I've never sided with the criticism, which strikes me as a reductive reading of films that are generally a good deal more nuanced.  But when the Coens take to the stage at Cannes and the Oscars to accept awards, it's not hard to see why they catch backlash.  At a time when serious cinephiles are on the lookout for anyone who can measure up to the old masters in terms of formal innovation and emotional engagement with the outside world, the Coens are two intelligent, prolific smartasses who rarely make it a point to attempt either.  It's not so much that they refuse to explain the deeper meaning of a cryptic film like Barton Fink, it's that they laugh off the idea of deeper meaning altogether.  And this, just like Tarantino and his pastiche buffets, has made the brothers a curious case study for their oh-so-disaffected time and place.  The "death of the author" is in full swing; the Coens just know the best place to hide the body.
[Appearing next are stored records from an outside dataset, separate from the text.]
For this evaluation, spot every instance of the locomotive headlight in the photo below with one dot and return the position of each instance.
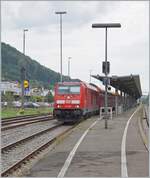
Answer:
(75, 101)
(60, 101)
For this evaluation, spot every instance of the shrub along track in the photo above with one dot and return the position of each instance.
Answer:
(23, 120)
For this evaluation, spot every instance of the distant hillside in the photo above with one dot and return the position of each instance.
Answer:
(13, 60)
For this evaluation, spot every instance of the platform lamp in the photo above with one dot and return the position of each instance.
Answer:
(61, 13)
(106, 68)
(23, 72)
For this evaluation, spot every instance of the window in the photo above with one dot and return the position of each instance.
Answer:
(69, 90)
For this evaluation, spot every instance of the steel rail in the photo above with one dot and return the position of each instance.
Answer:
(17, 165)
(24, 120)
(11, 145)
(25, 123)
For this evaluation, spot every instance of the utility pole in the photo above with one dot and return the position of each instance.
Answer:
(61, 13)
(69, 66)
(106, 67)
(23, 72)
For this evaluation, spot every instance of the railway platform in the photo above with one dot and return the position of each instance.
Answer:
(90, 150)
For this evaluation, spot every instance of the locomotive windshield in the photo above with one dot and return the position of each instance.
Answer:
(69, 90)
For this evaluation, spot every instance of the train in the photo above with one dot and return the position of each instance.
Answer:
(76, 100)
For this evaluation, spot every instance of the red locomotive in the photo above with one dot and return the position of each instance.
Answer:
(73, 100)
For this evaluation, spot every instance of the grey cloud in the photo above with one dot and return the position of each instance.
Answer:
(38, 14)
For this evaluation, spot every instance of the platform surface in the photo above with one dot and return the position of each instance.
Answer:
(99, 154)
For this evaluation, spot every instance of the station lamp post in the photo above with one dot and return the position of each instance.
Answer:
(25, 30)
(69, 66)
(23, 71)
(90, 74)
(106, 64)
(60, 13)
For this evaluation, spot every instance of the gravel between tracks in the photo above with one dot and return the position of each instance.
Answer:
(15, 134)
(20, 151)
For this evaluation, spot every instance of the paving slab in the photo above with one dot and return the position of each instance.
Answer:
(99, 154)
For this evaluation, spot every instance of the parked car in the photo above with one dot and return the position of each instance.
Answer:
(31, 105)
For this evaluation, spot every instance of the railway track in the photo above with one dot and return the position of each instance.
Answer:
(41, 141)
(21, 121)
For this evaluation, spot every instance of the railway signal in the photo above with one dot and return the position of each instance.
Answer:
(106, 69)
(26, 84)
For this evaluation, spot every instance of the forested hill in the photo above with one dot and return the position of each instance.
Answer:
(13, 60)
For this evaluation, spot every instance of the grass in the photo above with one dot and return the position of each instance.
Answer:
(12, 112)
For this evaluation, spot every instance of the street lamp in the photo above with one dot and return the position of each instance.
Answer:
(60, 13)
(69, 66)
(106, 25)
(25, 30)
(23, 72)
(90, 74)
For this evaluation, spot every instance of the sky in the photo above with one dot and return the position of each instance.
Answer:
(128, 46)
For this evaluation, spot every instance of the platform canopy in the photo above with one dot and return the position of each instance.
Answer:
(128, 84)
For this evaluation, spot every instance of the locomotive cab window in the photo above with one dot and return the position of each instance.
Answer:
(69, 90)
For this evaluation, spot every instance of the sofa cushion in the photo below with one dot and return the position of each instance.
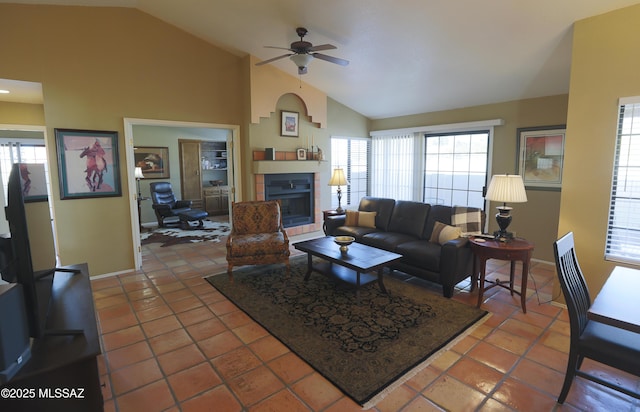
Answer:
(409, 217)
(421, 253)
(442, 233)
(386, 240)
(468, 219)
(383, 208)
(438, 213)
(362, 219)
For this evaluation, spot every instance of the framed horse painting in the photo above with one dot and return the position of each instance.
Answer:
(88, 163)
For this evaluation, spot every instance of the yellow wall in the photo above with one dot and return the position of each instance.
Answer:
(536, 220)
(605, 66)
(21, 114)
(97, 66)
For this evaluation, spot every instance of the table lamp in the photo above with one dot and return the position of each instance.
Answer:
(139, 175)
(505, 188)
(338, 179)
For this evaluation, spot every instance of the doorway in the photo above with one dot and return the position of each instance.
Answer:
(234, 177)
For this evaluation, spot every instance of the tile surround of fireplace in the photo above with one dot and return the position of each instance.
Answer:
(317, 216)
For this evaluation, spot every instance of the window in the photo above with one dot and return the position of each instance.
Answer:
(351, 154)
(442, 164)
(455, 169)
(394, 168)
(20, 152)
(623, 232)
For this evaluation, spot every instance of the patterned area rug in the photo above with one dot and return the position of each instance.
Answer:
(169, 236)
(365, 349)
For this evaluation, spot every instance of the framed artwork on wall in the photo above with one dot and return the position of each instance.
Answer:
(289, 124)
(541, 156)
(88, 163)
(154, 161)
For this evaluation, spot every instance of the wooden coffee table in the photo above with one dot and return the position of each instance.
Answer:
(352, 267)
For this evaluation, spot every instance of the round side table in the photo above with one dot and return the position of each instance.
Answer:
(514, 250)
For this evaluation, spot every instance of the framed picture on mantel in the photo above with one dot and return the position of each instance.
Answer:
(289, 124)
(541, 156)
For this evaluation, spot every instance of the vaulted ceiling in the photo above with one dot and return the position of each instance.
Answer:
(406, 56)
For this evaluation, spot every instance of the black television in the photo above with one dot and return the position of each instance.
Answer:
(35, 284)
(28, 214)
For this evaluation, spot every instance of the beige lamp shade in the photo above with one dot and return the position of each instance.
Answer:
(506, 189)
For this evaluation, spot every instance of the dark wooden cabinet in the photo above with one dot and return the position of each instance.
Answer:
(62, 374)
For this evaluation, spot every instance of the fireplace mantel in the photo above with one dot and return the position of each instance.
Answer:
(265, 167)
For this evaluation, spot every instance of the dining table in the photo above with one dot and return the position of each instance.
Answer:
(618, 304)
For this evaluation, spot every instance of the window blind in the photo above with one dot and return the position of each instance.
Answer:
(352, 155)
(623, 232)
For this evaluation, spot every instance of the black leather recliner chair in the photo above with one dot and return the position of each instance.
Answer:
(165, 204)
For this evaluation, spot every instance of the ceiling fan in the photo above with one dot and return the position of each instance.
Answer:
(304, 52)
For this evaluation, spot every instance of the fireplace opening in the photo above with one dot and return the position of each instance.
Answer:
(296, 194)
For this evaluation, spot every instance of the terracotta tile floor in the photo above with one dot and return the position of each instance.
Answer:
(171, 342)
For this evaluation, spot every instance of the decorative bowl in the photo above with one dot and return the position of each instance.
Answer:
(344, 242)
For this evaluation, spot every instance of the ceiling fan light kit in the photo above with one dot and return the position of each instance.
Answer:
(304, 52)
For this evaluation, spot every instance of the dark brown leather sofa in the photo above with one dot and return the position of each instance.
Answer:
(405, 227)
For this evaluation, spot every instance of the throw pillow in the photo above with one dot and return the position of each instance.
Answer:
(361, 219)
(468, 219)
(442, 233)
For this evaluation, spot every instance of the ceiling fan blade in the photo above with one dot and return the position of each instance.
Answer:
(274, 59)
(341, 62)
(322, 47)
(276, 47)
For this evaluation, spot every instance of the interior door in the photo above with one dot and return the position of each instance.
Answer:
(190, 175)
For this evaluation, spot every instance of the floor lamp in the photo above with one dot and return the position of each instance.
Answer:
(139, 175)
(505, 188)
(338, 179)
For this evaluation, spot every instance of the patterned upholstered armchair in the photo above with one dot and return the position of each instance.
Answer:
(257, 236)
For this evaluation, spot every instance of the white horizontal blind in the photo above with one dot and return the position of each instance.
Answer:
(392, 166)
(623, 233)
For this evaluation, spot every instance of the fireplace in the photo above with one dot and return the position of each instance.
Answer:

So where does that leave Llewyn?  In a way, it's become a victim of auteur theory, where a lot of negative criticism seems less like a review of Inside Llewyn Davis and more like a review of "a Coen brothers movie".  This is a mistake, I think, as the film is borne on a tone not normally found or sustained in their work: namely, a very melancholy sense of loss.  It doesn't aim to be riotous like A Serious Man, its closest antecedent in setting and structure.  In fact, it finds the Coens at peak empathy.  Llewyn is an asshole, yes, but not outside the normal boundaries of artists and young men.  And if it is indeed a movie about an asshole, it's also about the condition of being an asshole: of going through life thinking that the problem is everyone else, only to realize—and to a certain extent, I would argue that Llewyn does—that the problem is you.
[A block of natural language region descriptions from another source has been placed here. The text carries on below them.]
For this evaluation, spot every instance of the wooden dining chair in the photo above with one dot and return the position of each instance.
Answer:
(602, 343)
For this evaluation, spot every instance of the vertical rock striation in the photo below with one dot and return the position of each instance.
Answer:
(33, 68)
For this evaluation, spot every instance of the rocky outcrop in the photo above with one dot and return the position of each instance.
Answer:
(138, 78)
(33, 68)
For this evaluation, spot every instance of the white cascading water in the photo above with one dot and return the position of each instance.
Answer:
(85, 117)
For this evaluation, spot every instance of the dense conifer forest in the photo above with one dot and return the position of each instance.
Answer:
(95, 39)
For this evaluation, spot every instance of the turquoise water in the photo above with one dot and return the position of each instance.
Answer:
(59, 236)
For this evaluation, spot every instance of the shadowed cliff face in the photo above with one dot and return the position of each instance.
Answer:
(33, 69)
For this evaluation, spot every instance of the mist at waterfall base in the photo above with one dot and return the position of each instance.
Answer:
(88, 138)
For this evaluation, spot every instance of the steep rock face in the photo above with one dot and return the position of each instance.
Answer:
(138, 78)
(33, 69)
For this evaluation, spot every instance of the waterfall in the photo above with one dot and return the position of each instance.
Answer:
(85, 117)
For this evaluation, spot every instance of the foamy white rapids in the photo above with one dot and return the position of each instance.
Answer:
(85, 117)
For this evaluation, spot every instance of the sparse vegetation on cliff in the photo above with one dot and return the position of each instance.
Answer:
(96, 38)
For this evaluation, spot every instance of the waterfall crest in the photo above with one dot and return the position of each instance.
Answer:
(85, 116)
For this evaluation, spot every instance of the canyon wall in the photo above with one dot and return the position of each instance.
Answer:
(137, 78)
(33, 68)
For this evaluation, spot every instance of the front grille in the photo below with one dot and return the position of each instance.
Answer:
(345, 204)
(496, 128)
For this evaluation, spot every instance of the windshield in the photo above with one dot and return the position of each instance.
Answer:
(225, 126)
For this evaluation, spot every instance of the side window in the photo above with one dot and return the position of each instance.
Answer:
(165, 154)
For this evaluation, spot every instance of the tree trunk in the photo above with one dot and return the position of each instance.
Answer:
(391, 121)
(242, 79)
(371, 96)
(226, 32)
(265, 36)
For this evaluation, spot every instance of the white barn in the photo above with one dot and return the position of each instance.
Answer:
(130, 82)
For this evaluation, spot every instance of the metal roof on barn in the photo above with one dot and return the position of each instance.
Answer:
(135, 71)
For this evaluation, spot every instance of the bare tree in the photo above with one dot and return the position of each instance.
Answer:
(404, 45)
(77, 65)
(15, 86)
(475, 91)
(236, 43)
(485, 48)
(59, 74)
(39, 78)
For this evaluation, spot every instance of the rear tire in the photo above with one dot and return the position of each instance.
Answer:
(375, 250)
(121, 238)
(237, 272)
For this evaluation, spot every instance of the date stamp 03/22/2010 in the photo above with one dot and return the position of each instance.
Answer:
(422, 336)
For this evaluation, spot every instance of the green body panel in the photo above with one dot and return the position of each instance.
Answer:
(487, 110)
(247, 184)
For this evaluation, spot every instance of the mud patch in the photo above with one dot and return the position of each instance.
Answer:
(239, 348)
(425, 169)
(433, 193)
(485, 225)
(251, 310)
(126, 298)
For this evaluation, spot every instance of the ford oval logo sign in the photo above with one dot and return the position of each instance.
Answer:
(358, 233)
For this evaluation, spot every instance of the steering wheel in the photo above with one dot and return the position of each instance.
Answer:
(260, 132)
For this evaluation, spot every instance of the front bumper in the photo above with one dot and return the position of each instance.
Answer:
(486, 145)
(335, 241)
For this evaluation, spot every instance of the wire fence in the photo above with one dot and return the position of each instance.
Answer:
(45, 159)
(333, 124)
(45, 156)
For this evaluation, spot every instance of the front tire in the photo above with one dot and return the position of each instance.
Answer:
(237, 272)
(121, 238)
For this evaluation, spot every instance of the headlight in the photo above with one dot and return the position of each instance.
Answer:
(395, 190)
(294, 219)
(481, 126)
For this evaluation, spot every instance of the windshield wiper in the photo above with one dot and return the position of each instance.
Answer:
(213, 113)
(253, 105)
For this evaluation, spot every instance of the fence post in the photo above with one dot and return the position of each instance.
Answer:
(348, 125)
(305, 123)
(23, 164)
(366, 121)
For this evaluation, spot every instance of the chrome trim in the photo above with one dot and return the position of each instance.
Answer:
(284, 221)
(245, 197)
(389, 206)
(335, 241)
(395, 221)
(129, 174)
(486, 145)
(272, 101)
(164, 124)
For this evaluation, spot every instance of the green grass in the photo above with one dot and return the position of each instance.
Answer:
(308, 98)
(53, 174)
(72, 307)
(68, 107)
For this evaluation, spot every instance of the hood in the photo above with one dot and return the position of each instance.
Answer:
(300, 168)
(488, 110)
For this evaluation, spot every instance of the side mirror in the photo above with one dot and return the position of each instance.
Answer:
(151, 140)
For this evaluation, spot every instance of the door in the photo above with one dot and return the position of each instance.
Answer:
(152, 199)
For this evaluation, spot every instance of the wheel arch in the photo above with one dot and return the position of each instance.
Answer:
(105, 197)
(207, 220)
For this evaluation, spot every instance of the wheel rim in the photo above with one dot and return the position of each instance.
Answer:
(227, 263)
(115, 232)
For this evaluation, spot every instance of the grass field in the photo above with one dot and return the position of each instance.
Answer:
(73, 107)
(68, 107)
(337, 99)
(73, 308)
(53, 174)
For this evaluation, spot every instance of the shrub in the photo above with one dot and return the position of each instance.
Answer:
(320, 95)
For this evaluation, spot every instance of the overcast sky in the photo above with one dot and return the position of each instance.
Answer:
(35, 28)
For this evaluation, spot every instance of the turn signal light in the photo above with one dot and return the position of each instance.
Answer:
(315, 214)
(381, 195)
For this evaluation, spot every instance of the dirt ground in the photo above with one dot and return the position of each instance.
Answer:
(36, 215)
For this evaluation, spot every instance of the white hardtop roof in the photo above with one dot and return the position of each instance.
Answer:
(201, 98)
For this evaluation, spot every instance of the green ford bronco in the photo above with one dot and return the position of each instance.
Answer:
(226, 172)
Of course, in the end, it all comes back to music, and the way that songs can be more pure than their creators.  After all, Bob Dylan and John Lennon, to pick two of Llewyn's more famous, less fictional contemporaries, could be huge assholes themselves.  But does that make the idealism and beauty of their work any less potent?  Or is being a person more important than being an artist?  And so Llewyn will pass up opportunities for help, and the gargoyles around him will take on added dimensions.  He'll butt heads with a condescending, vitriolic jazzman (John Goodman) without realizing that the way Goodman treats him is a funhouse version of the way he treats others.  (On the pecking order of artists and squares, jazz is apparently higher than folk).  He'll brush off a baby-faced guitarist named Troy (Stark Sands) without realizing that Troy's unconditional warmth and friendliness, initially played for laughs, make him a better person.  But most of all, he'll be too proud to compromise, and not lucky or brilliant or strong enough to make it on his own.  So he'll sing his heart out and close his show by saying "That's what I got", knowing that offering it up is the best anyone can do.  Then he'll get the shit kicked out of him while Dylan strikes it big in the other room.  And throughout it all, Oscar Isaac's weary face gives this "comedy" a very serious tone.  I felt for him—maybe there's an asshole in all of us.  Or perhaps we have an uncommon sighting of the Coens' emotional engagement.  Inside Llewyn Davis is an elegy for the also-rans who were good, but not quite good enough.  This is America; there are a lot of them.

Inside Llewyn Davis is now in enough theaters that you have a chance of seeing it before they start showing Her instead.